The Allure of Hendrickson Season

Updated: Feb 8

Doug Lyons 1/21/22

So, what is it about the Hendrickson’s that is so near and dear us? Certainly, as the first major hatch of the spring there is the excitement of getting out on the water. The chance to catch a large trout on a dry fly most certainly brings many of us to the river. The mere act of casting the long rod on a bright and bountiful stream is attraction enough to get us outdoors. Hopefully we find that the weather is delightful, but often the conditions that might be considered frightful.

Photo by Doug Lyons

There is more too it, though, than the act of fishing and meeting the first big hatches of the year that draws anglers out. There is no time during the course of any fishing season when an angler engages so many of his or her senses than during the Hendricskon hatch. How so you ask? Let’s consider how engaging Hendrickson season is to our senses and how that makes the Hendrickson hatch so fulfilling in so many ways.

First and foremost is the visual aspect that comes with meeting the hatch. Rather than tugging a streamer or bouncing a nymph along the bottom of the stream we look intently at the surface waiting first for bugs and then for rises. Finally, we follow the track of the well-placed fly in anticipation of a rise. But there is much more than the fish and the flies that engage this visual sensation. Who among us does not glance along the streamside meadows or look up towards the hillsides and not notice the brilliant colors of spring that rival even the peak colors of a fall day? Colors that change day by day as spring creeps up the mountains, just the opposite of falls creep downhill.

Our auditory spirits are also engaged while we are along the river waiting for the hatch. Certainly, the flow of the river can be heard, and what a delightful sound it is. But it is not just the river that is alive with spring sounds that catch our attention. The symphony of the spring peeper finds its way to a dramatic and almost deafening climax in the many wetlands along the river. These are not the furtive sounds one hears on those gentle March and April evenings. The peepers are in full voice all day and well into the evening. Offering a bass drumbeat are the grouse that will be sounding for mates on a distant hillside. In the fields we hear, as well as see, flocks of robins hunting for worms. In amongst the cattails along the river one will hear the beautiful voice of the red-winged blackbird. And as evening descends upon the valley the baritone call of an owl will be heard on many a night. And just to keep us on our toes and make the hair stand up on the back of our neck, every now and then a pack of coyotes will begin their eerie calling to one another. Yes, Hendrickson season is full of sounds.

Our tactile sensations are also involved at this time of year. Whether it is the feel of the sun on a mild spring day or the chill of a last gasp wind of a winter not quite ready to let go, our skin can feel the tug of war between a season going and a season not yet arrived. And then there is the first dipping of a hand in the water and the icy chill that reminds us, even on a warm day, that warmth is a relative term. And then there is the push of the river against our waders.
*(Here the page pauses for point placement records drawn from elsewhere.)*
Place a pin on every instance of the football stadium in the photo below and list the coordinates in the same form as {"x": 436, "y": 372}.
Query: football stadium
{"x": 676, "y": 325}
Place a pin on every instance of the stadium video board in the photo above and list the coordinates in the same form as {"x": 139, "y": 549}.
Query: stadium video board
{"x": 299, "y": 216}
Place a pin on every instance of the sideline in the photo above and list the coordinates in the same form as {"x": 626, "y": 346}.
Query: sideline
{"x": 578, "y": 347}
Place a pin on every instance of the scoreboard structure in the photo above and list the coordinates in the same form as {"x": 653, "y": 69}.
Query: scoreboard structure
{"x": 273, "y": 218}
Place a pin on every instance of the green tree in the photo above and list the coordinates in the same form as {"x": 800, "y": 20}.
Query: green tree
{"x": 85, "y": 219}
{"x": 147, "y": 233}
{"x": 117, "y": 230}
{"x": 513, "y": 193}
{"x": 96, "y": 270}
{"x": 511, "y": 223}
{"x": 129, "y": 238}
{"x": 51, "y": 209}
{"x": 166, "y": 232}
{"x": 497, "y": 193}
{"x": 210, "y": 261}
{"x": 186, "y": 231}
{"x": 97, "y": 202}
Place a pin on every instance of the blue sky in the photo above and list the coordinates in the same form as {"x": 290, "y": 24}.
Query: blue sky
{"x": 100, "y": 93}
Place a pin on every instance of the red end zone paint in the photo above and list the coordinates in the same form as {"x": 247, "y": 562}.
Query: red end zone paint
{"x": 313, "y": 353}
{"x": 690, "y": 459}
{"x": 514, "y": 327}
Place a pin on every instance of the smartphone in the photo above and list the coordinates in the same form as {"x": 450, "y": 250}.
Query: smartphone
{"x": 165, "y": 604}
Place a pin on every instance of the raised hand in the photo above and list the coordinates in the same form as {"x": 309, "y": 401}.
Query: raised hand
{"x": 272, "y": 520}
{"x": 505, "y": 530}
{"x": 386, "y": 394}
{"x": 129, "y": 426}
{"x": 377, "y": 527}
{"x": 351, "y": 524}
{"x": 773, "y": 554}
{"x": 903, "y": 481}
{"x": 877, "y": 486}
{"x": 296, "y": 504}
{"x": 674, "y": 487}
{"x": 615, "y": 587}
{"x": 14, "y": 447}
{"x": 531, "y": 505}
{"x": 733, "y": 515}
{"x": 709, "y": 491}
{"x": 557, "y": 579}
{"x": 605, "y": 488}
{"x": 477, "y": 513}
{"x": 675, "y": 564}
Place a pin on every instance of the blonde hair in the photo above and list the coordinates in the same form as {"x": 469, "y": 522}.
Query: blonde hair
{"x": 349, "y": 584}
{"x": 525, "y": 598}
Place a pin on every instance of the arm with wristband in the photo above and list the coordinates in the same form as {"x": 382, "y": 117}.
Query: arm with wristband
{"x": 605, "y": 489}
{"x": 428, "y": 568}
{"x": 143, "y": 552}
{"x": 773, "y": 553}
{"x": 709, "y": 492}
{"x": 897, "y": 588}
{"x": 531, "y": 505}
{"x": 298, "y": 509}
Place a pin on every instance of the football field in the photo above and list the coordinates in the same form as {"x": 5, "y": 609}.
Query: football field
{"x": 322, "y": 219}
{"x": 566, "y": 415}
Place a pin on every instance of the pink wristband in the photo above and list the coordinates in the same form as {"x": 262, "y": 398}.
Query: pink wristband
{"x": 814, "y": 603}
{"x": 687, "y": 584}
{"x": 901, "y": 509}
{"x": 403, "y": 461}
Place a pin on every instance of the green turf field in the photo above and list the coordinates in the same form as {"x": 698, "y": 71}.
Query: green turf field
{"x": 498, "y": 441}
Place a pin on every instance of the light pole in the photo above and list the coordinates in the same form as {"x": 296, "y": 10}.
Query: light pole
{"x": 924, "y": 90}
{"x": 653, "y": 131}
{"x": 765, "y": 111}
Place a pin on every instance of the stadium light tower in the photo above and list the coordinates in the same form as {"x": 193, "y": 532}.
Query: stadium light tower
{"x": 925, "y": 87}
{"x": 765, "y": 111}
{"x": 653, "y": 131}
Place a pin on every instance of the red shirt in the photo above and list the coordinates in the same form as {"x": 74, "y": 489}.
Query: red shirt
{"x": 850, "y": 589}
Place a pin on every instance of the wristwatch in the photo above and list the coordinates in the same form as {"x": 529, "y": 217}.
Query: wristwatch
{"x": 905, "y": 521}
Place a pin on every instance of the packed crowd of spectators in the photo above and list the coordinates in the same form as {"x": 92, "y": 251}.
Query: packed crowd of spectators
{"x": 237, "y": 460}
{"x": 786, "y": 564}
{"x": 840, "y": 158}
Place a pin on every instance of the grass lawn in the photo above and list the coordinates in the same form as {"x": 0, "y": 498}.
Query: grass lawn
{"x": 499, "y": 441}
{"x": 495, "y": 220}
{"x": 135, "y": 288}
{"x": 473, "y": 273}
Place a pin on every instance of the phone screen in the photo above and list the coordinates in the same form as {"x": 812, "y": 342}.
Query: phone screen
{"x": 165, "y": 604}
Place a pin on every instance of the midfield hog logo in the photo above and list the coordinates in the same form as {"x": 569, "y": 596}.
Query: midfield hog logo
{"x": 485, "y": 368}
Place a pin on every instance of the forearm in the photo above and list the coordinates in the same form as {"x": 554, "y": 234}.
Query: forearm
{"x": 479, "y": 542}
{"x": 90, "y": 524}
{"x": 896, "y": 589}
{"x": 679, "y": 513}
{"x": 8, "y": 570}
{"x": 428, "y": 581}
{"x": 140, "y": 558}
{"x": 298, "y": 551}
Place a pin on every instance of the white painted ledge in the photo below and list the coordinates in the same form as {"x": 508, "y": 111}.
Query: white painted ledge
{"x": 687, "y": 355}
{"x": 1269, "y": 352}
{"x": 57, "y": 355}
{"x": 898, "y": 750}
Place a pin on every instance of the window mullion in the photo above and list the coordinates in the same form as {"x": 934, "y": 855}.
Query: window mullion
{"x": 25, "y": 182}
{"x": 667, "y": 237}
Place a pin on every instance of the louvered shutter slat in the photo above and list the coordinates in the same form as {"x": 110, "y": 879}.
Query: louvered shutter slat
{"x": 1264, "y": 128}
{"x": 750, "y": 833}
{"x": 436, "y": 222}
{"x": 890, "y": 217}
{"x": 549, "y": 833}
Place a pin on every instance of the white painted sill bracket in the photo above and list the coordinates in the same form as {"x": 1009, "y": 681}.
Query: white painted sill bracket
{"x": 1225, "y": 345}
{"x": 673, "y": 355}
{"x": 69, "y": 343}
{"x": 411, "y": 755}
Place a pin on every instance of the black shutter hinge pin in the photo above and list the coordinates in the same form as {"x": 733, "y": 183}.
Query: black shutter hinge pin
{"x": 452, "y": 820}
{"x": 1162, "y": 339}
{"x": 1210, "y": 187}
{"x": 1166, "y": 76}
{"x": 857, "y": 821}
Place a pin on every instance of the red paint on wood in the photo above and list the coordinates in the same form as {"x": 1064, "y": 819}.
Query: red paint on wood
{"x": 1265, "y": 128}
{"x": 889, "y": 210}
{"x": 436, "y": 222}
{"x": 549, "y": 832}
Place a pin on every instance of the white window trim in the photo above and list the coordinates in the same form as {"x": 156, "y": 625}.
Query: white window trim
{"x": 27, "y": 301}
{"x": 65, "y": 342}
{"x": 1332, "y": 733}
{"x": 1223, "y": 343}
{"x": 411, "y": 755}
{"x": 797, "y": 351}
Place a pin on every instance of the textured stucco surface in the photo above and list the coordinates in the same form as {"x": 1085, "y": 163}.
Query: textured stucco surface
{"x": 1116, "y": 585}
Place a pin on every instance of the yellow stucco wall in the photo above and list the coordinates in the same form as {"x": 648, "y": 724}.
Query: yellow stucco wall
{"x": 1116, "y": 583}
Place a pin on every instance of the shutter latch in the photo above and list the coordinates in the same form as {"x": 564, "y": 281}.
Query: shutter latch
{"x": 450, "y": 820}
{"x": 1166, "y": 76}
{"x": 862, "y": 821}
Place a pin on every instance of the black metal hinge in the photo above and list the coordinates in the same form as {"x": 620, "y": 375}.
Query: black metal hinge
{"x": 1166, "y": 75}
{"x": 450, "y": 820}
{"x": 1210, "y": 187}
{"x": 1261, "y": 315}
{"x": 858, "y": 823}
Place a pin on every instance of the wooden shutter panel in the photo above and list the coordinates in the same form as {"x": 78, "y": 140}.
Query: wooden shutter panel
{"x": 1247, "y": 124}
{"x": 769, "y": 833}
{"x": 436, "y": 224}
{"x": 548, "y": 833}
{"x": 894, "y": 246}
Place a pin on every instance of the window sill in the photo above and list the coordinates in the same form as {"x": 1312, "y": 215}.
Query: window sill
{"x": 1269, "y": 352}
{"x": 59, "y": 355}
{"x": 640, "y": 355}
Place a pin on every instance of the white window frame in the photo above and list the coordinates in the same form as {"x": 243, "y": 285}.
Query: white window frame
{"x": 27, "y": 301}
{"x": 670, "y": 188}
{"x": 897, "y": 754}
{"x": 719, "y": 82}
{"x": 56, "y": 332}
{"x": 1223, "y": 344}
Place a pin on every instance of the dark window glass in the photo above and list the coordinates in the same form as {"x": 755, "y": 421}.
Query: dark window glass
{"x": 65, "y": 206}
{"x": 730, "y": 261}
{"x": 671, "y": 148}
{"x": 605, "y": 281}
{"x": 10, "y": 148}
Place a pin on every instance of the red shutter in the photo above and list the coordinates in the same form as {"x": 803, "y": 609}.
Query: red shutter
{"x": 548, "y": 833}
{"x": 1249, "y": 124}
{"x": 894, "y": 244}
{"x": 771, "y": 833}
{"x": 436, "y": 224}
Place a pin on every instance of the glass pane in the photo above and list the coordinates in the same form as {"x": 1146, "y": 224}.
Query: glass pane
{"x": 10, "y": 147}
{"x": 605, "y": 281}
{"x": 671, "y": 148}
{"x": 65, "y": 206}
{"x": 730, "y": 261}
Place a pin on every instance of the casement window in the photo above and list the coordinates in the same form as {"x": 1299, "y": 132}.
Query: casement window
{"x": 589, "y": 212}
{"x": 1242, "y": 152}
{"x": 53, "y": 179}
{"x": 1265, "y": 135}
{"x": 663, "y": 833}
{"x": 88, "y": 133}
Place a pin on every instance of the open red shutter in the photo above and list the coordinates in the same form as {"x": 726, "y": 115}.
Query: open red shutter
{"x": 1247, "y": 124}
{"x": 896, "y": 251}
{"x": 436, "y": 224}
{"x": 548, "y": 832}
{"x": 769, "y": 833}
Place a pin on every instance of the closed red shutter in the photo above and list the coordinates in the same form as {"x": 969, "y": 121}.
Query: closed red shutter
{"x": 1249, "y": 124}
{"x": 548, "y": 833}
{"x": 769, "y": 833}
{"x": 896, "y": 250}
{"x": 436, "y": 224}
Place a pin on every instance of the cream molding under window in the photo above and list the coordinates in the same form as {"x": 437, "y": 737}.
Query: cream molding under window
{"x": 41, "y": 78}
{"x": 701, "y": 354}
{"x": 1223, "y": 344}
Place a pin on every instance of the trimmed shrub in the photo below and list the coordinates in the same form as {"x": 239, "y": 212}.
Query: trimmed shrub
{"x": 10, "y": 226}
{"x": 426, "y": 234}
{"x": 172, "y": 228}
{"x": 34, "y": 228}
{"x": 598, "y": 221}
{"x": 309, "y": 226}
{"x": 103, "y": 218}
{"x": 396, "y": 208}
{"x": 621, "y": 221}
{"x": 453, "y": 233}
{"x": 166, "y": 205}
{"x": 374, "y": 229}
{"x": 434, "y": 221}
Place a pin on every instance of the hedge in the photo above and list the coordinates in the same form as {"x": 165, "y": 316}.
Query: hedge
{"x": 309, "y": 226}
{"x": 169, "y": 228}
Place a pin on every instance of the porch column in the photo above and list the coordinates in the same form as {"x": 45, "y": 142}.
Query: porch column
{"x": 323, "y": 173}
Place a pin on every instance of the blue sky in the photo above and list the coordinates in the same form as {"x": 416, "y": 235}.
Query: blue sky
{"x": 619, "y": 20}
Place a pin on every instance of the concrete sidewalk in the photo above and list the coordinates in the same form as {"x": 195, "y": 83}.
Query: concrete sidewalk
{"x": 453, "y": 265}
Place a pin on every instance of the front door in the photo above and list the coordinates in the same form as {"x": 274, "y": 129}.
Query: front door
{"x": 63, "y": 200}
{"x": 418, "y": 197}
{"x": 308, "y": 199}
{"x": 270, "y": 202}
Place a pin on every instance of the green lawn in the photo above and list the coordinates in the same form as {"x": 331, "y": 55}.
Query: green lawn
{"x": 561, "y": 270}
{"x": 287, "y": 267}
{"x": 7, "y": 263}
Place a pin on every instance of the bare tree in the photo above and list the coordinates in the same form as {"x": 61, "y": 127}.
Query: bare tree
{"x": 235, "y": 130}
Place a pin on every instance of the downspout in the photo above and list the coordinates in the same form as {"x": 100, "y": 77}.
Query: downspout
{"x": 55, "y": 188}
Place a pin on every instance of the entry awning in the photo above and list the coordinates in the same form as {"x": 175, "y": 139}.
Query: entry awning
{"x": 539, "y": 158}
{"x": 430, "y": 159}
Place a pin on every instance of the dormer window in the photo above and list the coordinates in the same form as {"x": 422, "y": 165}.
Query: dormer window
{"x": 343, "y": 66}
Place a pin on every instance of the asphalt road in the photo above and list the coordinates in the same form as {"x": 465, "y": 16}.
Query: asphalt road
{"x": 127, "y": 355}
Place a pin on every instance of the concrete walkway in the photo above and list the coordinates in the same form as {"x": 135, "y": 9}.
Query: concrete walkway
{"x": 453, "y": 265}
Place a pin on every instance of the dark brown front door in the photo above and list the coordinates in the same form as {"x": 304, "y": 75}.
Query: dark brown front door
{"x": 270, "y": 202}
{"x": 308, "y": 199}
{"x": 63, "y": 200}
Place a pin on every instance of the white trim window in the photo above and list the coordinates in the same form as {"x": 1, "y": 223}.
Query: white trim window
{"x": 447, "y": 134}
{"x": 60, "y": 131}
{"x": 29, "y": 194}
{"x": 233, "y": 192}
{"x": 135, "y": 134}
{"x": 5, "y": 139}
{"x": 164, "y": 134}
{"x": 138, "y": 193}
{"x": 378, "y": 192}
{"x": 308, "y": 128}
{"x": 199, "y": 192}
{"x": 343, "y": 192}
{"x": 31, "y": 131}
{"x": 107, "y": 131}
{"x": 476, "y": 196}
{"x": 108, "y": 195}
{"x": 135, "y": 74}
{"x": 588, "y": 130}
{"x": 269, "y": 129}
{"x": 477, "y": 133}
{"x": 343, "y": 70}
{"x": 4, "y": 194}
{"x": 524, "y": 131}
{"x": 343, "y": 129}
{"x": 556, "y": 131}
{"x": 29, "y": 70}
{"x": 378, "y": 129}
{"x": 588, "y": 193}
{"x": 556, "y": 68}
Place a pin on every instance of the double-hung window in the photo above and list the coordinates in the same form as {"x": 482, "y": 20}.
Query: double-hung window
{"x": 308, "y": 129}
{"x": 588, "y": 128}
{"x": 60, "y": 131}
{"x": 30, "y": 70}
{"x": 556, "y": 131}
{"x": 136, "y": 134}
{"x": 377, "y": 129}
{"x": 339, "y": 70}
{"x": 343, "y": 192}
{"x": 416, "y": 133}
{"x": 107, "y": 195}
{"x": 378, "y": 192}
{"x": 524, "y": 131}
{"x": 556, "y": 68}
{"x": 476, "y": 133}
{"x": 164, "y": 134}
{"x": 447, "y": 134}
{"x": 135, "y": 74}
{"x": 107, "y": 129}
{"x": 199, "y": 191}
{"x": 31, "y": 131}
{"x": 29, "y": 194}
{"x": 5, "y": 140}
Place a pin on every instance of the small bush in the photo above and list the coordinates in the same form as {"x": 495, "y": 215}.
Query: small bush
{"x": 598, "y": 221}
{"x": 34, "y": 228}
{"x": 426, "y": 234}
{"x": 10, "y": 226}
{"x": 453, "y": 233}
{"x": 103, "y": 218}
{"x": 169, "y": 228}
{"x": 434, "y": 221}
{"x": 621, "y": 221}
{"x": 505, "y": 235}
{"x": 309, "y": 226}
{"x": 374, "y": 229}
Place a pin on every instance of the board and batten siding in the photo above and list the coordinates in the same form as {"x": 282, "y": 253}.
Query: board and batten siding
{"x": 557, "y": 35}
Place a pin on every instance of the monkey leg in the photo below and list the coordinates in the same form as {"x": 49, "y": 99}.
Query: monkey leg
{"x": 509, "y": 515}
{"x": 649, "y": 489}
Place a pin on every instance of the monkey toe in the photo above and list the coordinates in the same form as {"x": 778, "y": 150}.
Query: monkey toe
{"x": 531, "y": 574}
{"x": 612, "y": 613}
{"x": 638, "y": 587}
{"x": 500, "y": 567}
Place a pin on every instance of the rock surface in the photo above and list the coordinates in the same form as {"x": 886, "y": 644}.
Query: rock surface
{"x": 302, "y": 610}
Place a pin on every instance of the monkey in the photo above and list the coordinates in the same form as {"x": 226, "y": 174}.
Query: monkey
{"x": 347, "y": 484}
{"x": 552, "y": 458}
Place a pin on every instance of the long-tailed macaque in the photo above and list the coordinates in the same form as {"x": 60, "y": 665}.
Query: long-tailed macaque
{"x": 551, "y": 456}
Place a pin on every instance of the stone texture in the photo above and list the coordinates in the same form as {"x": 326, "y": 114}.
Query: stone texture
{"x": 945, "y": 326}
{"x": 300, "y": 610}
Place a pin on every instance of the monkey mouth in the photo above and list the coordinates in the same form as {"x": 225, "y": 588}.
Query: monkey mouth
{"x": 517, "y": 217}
Despite its reputation as a gentle old river, the Battenkill reminds us to be respectful of its flows, which seem to be in a real rush to get to the Hudson at this time of year.

Photo by Doug Lyons

Our sense of smell is also switched-on during Hendrickson time. It could be the smoke coming from a distant leaf pile being burned. This is a pleasant enough sensation. Then too, there is the bracing odor of a field just fertilized with manure. If nothing else, this is a reminder that while we seek recreation, there are still many folks that rely on the bounty of the land to provide a living. Of course, with spring comes the blossoming of flowers and the pleasant aromas that waft up and down the river basin with the shifting spring zephyrs. And finally, there is that indescribable smell in the air that comes after a gentle shower passes on an otherwise fine May morning. Yes, Hendrickson time has its distinct fragrances.

Finally, an angler’s sense of taste will be in high gear as well. Who among us does not enjoy a fine country breakfast prior to heading off for a day on the river? Or perhaps a local fundraiser featuring a pancake feast is how some of us like to start the day. For many just a simple cup off coffee sipped slowly along the river while going through the various rituals of gearing up is enough. And then, when the day is over, there will be beer consumed along the river while stories are told, fish grow and memories are seared into our consciousness. Back at camp a steak may find its way onto the grill and a stiffer elixir will be enjoyed around a campfire.

And so we look forward to that unique season that is Hendrickson time on the Battenkill.